The expedition led by Mr McIntyre marked the first time anyone has sailed the same course in the same way that Bligh did. Previous attempts in 1983 and 1990 both made use of almanacs and charts, and made unscheduled stopovers. Inspired by what he called the “greatest maritime journey in history,” Mr McIntyre decided he and his men would try to emulate the crossing as closely as possible. Their vessel, a replica of a traditional 18th century open timber whale boat measuring just 25ft long, carried the same rudimentary aids as used by Bligh, including a sextant and antique pocket watches. They survived on a similar diet, consisting mostly of raw fish and biscuits. The only concessions to the 21st century were a life raft and other essential safety equipment, along with a satellite link which allowed Mr McIntyre and his team to describe the Talisker Bounty Boat‘s journey on a blog. A GPS system, locked away from the crew, tracked the vessel’s progress every two hours.
“When I first had the idea, I wanted to get as close to Bligh as possible, and we’ve done that,” said McIntyre, who has previously sailed around the world and spent a year in isolation in the Antarctic. “What we’ve been through physically and emotionally, I think is pretty close. The trip was a real success.”
The Australian, whose grandparents Thomas and Mary emigrated from Skye in 1901, added that he felt buoyed throughout by his ancestors’ taste for adventure. “There’s definitely a bit of the Scottish pioneering spirit in me. It’s a hardy land in Skye and I think part of that is in me.”
His journey, which was sponsored by Talisker whisky and aims to raise around £150,000 for The Sheffield Institute Foundation for Motor Neurone Disease, was not without its fraught moments. Mr McIntyre and his crew – Dave Pryce, David Wilkinson and 18-year-old Chris Wilde – capsized no less than four times, and survived close encounters with hidden reefs. The captain even sustained a dislocated toe during one lairy spell, before being struck down by kidney stones. “One time we were almost killed. We were less than a minute or two from total disaster,” he revealed. “It was the middle of the night and an island popped up out of nowhere… the next thing we knew we were surrounded by breaking surf. We were very lucky to get out of that.”
Mr McIntyre now intends to write a book and help produce a documentary about his experience.
During the voyage, the crew also monitored sea life and water temperatures, which they will compare with the detailed log Bligh kept. At the moment, the Talisker’s captain is simply glad just be to be on dry land. “I just had some hamburgers and chips to eat and I’m feeling quite hyperactive,” he explained. “After weeks of ship’s biscuits it tasted pretty good.”
A RUM PERSONALITY
CAPTAIN William Bligh arrived back in London in March 1790, where was honourably acquitted at the court martial into the loss of the Bounty.
He remained in the Royal Navy and was given command of a number of ships.
However, in 1797, he was one of a number of captains whose crews were involved in the Spithead mutiny over pay.
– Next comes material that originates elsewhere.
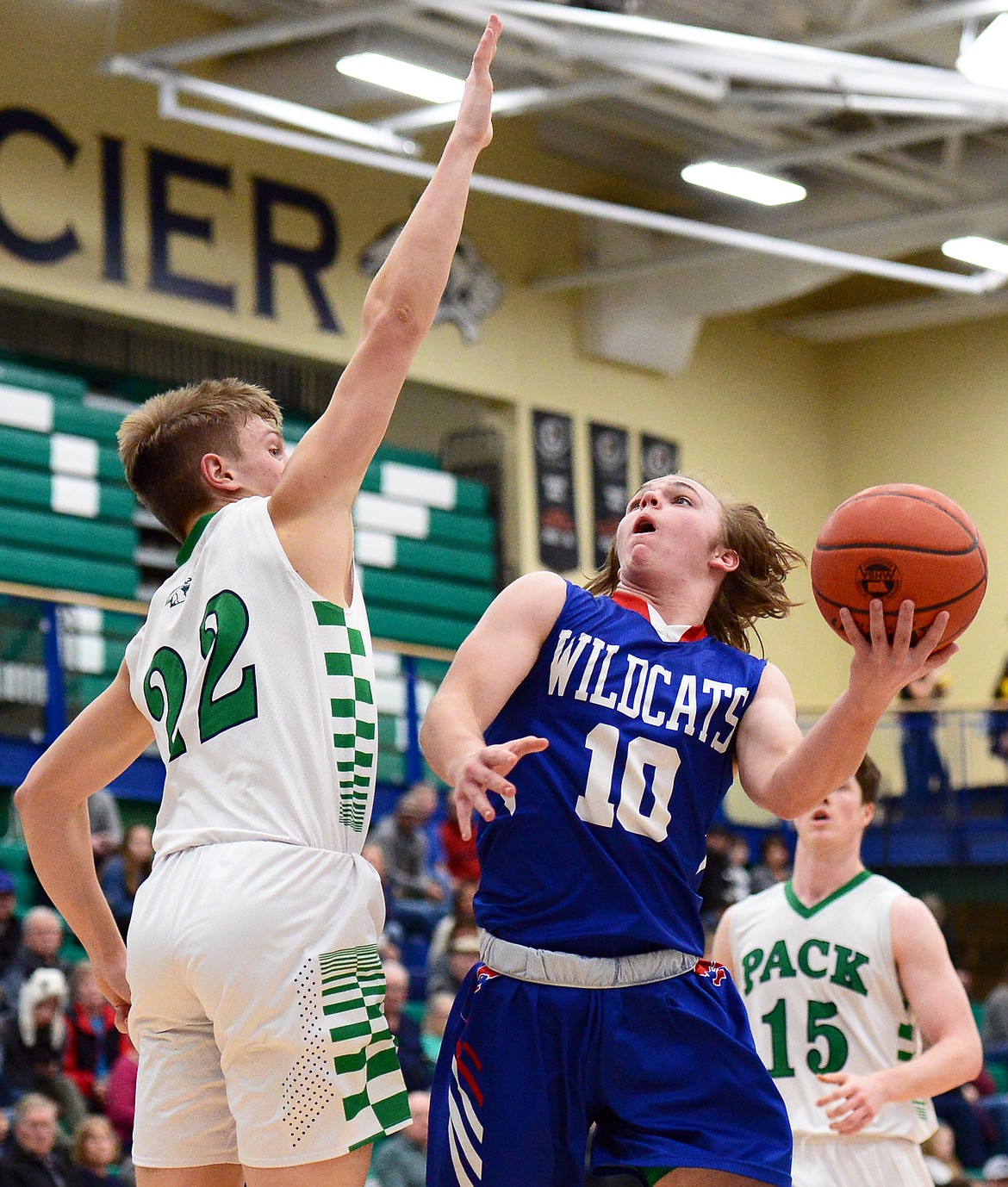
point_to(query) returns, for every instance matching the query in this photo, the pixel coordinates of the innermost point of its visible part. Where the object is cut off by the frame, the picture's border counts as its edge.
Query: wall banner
(553, 435)
(608, 486)
(658, 457)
Bligh was nicknamed “that Bounty b*****d.”
His reputation as a firm disciplinarian led to him being appointed governor of New South Wales in 1805.
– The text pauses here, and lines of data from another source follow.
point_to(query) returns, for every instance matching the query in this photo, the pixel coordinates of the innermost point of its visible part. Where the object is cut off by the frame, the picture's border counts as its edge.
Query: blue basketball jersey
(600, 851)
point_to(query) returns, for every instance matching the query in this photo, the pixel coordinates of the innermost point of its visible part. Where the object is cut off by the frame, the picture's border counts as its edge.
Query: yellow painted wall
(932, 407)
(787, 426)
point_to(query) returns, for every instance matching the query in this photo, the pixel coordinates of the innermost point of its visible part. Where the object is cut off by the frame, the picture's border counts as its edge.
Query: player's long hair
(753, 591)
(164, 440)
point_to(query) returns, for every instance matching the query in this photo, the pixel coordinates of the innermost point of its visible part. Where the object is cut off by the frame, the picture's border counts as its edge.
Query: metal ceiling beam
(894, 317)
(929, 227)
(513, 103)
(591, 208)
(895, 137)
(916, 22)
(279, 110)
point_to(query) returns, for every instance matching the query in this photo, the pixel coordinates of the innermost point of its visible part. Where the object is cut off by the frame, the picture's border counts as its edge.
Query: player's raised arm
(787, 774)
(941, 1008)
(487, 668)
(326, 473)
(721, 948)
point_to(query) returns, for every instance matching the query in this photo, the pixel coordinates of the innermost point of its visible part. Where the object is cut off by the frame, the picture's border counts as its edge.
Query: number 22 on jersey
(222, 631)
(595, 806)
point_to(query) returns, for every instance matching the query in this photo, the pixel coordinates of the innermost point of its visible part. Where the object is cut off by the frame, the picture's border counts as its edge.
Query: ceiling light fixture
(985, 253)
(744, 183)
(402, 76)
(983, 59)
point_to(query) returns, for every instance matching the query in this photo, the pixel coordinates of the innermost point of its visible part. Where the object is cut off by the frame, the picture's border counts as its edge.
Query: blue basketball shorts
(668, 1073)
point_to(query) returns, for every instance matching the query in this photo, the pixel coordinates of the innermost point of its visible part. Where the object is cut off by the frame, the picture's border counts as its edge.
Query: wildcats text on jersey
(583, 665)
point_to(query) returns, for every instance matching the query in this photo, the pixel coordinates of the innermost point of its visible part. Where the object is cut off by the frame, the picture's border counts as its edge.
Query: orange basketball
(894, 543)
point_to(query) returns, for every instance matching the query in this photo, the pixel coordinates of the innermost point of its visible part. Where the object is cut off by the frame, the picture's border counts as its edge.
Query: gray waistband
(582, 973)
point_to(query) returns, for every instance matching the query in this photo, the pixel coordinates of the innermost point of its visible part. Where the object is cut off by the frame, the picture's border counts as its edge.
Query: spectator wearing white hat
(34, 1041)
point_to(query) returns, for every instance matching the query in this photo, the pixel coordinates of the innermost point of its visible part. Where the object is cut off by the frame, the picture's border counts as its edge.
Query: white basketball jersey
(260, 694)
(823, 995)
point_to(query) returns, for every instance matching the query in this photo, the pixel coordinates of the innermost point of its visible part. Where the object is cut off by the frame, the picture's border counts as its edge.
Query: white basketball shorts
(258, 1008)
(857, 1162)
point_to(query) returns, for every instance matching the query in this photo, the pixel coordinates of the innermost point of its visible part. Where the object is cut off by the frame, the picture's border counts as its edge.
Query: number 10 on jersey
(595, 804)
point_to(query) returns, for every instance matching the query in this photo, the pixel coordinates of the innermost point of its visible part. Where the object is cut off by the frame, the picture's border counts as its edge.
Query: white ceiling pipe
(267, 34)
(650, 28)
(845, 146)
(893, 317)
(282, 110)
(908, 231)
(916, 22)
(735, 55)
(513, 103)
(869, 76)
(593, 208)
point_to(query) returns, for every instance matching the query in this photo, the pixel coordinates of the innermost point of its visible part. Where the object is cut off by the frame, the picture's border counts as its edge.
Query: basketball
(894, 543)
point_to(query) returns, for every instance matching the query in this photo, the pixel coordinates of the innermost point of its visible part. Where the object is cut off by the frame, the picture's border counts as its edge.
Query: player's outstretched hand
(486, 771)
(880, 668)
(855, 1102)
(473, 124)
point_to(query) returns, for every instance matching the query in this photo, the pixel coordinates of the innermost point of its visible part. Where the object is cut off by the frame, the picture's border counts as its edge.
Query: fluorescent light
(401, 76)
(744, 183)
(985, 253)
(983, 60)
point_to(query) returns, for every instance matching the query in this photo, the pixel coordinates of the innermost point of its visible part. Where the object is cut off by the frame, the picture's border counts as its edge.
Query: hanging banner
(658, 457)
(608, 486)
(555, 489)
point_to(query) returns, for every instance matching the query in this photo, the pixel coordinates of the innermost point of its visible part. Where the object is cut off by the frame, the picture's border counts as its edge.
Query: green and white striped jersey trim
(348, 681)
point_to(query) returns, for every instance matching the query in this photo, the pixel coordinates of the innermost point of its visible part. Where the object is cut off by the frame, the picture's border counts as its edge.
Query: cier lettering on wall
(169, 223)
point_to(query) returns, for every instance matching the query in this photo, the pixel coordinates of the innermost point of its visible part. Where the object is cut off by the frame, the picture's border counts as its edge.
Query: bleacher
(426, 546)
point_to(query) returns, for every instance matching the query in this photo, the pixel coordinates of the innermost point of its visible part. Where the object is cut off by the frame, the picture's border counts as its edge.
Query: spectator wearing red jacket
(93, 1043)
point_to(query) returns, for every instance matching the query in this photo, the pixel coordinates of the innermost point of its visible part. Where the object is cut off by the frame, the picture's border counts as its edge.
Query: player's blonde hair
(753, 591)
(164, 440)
His confrontational style led to the Rum Mutiny in 1808, when he tried to curb the private trading ventures of influential settlers. After being arrested and deposed by rebels, Bligh fled to Hobart, Tasmania, but failed to win support to regain his position.
Despite events in Australia, Bligh was given backdated promotion becoming a rear-admiral in 1811 and was promoted again to vice-admiral in 1814.
Bligh died in London in December 1817.